Let me share a story. Once, long ago, many datasets were stored only in fading hardcopy. In those dark days I contracted with an organization (of great pedigree and size; many of you probably own its stock) to computerize about 10^5 records of environmental monitoring data at one of its manufacturing plants. To do this, I personally marked up a shelf of laboratory reports (to show where the data were), created data entry forms, and contracted with a temp agency for literate workers to type the data into the forms. (Yes, you had to pay extra for people who could read.) Due to the value and sensitivity of the data, I conducted this process in parallel with two workers at a time (who usually changed from day to day). It took a couple of weeks. I wrote software to compare the two sets of entries, systematically identifying and correcting all the errors that showed up.

Boy were there errors! What can go wrong? A good way to describe and measure errors is at the level of the basic record, which in this situation was a description of a single analytical result (the concentration of some chemical, often) for a particular sample obtained at a given monitoring point on a given date. In comparing the two datasets, I found:

  • Errors of omission: one dataset would include a record, another would not. This usually happened because either (a) a line or two would be overlooked at the bottom of a page or (b) an entire page would be skipped.

  • Apparent errors of omission that were really data-entry mistakes. A record is identified by a monitoring point name, a date, and the "analyte" (usually a chemical name). If any of these has a typographical error, it will not be matched to the other records with which it is related. In effect, the correct record disappears and an incorrect record appears.

  • Fake duplication. The same results can appear in multiple sources, be transcribed multiple times, and seem to be true repeated measures when they are not. Duplicates are straightforward to detect, but deciding whether they are erroneous depends on knowing whether duplicates should even appear in the dataset. Sometimes you just can't know.

  • Frank data-entry errors. The "good" ones are easy to catch because they change the type of the datum: using the letter "O" for the digit "0", for instance, turns a number into a non-number. Other good errors change the value so much it can readily be detected with statistical tests. (In one case, the leading digit in "1,000,010 mg/Kg" was cut off, leaving a value of 10. That's an enormous change when you're talking about a pesticide concentration!) The bad errors are hard to catch because they change a value into one that fits (sort of) with the rest of the data, such as typing "80" for "50". (This kind of mistake happens with OCR software all the time.)

  • Transpositions.
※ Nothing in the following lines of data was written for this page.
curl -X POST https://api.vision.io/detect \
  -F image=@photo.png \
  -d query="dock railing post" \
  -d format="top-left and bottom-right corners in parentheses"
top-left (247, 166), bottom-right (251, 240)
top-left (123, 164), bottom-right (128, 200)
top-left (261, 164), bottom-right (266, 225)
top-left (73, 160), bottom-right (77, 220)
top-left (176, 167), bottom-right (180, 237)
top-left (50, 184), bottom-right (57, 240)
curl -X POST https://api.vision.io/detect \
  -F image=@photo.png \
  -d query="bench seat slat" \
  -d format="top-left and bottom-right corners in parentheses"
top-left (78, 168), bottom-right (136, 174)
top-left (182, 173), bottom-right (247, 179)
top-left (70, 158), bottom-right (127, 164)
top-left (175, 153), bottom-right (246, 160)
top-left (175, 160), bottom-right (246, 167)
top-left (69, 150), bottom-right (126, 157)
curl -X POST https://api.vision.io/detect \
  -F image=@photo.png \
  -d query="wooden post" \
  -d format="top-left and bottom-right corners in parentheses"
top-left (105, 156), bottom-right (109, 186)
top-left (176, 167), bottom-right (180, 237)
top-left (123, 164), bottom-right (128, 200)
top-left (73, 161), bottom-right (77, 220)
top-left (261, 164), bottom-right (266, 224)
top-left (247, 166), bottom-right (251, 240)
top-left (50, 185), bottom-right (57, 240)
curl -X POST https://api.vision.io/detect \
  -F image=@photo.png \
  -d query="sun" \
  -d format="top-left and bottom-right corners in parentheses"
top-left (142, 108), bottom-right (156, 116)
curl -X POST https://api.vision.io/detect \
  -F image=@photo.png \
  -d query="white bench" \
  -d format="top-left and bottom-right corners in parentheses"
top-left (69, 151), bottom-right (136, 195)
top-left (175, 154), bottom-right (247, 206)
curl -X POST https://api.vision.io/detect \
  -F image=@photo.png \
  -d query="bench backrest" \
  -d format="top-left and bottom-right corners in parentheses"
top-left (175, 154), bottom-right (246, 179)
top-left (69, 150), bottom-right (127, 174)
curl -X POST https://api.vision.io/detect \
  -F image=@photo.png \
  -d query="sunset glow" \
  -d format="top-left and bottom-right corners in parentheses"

The right values can be entered but associated with the wrong record keys. This is insidious, because the global statistical characteristics of the dataset might remain unaltered, but spurious differences can be created between groups. Probably only a mechanism like double-entry is even capable of detecting these errors.

Once you are aware of these errors and know, or have a theory, of how they occur, you can write scripts to troll your datasets for the possible presence of such errors and flag them for further attention. You cannot always resolve them, but at least you can include a "comment" or "quality flag" field to accompany the data throughout their later analysis.
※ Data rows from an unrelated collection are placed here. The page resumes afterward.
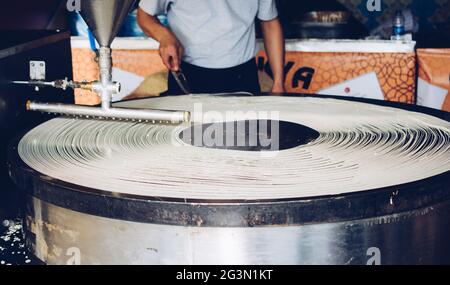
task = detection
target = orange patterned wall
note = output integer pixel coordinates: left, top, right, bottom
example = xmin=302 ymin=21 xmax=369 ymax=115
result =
xmin=417 ymin=49 xmax=450 ymax=112
xmin=258 ymin=51 xmax=416 ymax=103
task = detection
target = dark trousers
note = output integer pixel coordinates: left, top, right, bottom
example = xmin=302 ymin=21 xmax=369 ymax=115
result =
xmin=164 ymin=59 xmax=261 ymax=95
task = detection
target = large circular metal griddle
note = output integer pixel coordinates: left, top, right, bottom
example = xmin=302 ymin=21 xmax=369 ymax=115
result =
xmin=7 ymin=95 xmax=450 ymax=264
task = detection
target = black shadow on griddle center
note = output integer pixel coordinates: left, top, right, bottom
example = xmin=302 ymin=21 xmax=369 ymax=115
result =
xmin=179 ymin=120 xmax=320 ymax=151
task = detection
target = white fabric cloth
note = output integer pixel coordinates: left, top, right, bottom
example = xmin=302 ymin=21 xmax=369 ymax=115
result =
xmin=140 ymin=0 xmax=278 ymax=68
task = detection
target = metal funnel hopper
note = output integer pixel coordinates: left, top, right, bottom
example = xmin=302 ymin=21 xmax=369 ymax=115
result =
xmin=80 ymin=0 xmax=136 ymax=47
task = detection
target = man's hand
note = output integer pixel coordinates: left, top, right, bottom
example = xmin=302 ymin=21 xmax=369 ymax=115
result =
xmin=137 ymin=8 xmax=184 ymax=71
xmin=159 ymin=32 xmax=184 ymax=71
xmin=272 ymin=83 xmax=286 ymax=95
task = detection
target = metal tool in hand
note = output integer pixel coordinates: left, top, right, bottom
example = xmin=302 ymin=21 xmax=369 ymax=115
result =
xmin=171 ymin=68 xmax=192 ymax=94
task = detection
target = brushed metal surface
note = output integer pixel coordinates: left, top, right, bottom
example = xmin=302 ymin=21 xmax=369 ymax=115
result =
xmin=27 ymin=197 xmax=450 ymax=265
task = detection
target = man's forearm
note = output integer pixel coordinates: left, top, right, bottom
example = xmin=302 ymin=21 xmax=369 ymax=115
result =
xmin=261 ymin=18 xmax=285 ymax=91
xmin=137 ymin=9 xmax=172 ymax=42
xmin=138 ymin=9 xmax=184 ymax=71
Since that time I have paid attention to data quality issues and have had many more opportunities to make comprehensive checks of large statistical datasets. None is perfect; they all benefit from quality checks. Some of the principles I have developed over the years for doing this include

  1. Whenever possible, create redundancy in data entry and data transcription procedures: checksums, totals, repeated entries: anything to support automatic internal checks of consistency.

  2. If possible, create and exploit another database which describes what the data should look like: that is, computer-readable metadata. For instance, in a drug experiment you might know in advance that every patient will be seen three times. This enables you to create a database with all the correct records and their identifiers with the values just waiting to be filled in. Fill them in with the data given you and then check for duplicates, omissions, and unexpected data.
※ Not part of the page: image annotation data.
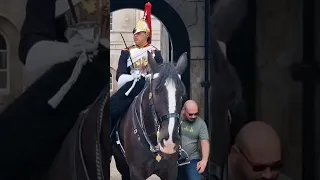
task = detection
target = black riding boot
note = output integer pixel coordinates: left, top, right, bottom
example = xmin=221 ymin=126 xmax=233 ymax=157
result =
xmin=110 ymin=78 xmax=145 ymax=136
xmin=178 ymin=148 xmax=190 ymax=166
  3. Always normalize your data (specifically, get them into at least fourth normal form), regardless of how you plan to format the dataset for analysis. This forces you to create tables of every conceptually distinct entity you are modeling. (In the environmental case, this would include tables of monitoring locations, samples, chemicals (properties, typical ranges, etc.), tests of those samples (a test usually covers a suite of chemicals), and the individual results of those tests. In so doing you create many effective checks of data quality and consistency and identify many potentially missing or duplicate or inconsistent values.

    This effort (which requires good data processing skills but is straightforward) is astonishingly effective. If you aspire to analyze large or complex datasets and do not have good working knowledge of relational databases and their theory, add that to your list of things to be learned as soon as possible. It will pay dividends throughout your career.

  4. Always perform as many "stupid" checks as you possibly can. These are automated verification of obvious things such that dates fall into their expected periods, the counts of patients (or chemicals or whatever) always add up correctly, that values are always reasonable (e.g., a pH must be between 0 and 14 and maybe in a much narrower range for, say, blood pH readings), etc. This is where domain expertise can be the most help: the statistician can fearlessly ask stupid questions of the experts and exploit the answers to check the data.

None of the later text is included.